Christine Ockrent et Alain de Pouzilhac ont co-dirigé l'audiovisuel extérieur de 2008 à 2011

Christine Ockrent et Alain de Pouzilhac ont co-dirigé l'audiovisuel extérieur de 2008 à 2011 - Serge Surpin Satellifax

En 2010, l'audiovisuel extérieur se déchirait entre son PDG Alain de Pouzilhac et son bras droit Christine Ockrent, sur fond d'espionnage informatique. Six ans après, que sont devenus les principaux protagonistes?

La justice a rendu jeudi 16 juin son verdict dans l'affaire d'espionnage ayant eu lieu à l'automne 2010 à l'Audiovisuel extérieur de la France (AEF, aujourd'hui France Médias Monde), qui regroupe France 24, RFI et MCD. Suite à cette affaire, les différents protagonistes ont connu des parcours divers.

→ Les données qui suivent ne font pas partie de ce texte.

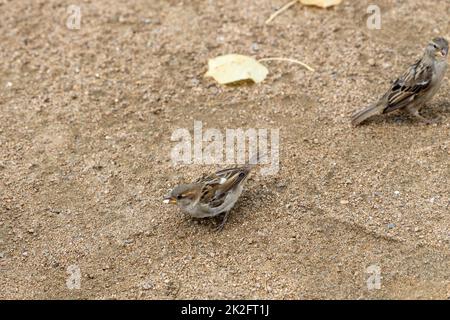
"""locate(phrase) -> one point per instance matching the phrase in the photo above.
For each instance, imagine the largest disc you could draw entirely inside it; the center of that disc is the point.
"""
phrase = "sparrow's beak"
(170, 200)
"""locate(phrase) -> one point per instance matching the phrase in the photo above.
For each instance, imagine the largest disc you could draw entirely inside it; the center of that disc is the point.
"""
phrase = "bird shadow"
(439, 111)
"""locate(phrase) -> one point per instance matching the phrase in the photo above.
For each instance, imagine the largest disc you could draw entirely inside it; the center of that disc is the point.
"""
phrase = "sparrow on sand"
(415, 87)
(211, 195)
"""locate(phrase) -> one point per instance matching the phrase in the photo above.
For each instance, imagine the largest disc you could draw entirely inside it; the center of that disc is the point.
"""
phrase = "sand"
(86, 118)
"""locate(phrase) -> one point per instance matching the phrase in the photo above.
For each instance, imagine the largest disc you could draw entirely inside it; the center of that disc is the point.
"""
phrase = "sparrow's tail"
(366, 113)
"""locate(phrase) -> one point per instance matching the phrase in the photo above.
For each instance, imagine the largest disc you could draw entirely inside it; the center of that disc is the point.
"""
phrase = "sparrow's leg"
(224, 220)
(414, 111)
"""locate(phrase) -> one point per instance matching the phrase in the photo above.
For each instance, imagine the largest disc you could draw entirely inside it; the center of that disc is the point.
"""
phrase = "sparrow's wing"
(216, 186)
(411, 85)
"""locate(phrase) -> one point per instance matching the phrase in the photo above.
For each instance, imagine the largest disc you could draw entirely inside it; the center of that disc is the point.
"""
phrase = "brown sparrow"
(211, 195)
(415, 87)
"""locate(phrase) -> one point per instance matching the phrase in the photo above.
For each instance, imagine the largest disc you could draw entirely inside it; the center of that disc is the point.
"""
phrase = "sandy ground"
(86, 118)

Christine Ockrent (72 ans)

En mai 2011, après plusieurs mois de guerre au sommet, la Reine Christine a jeté l'éponge et quitté son poste de directrice générale déléguée de l'AEF. Depuis début 2013, elle anime une émission hebdomadaire, Affaires étrangères, sur France Culture. Parallèlement, elle est pensionnaire des Grosses têtes sur RTL depuis février 2015.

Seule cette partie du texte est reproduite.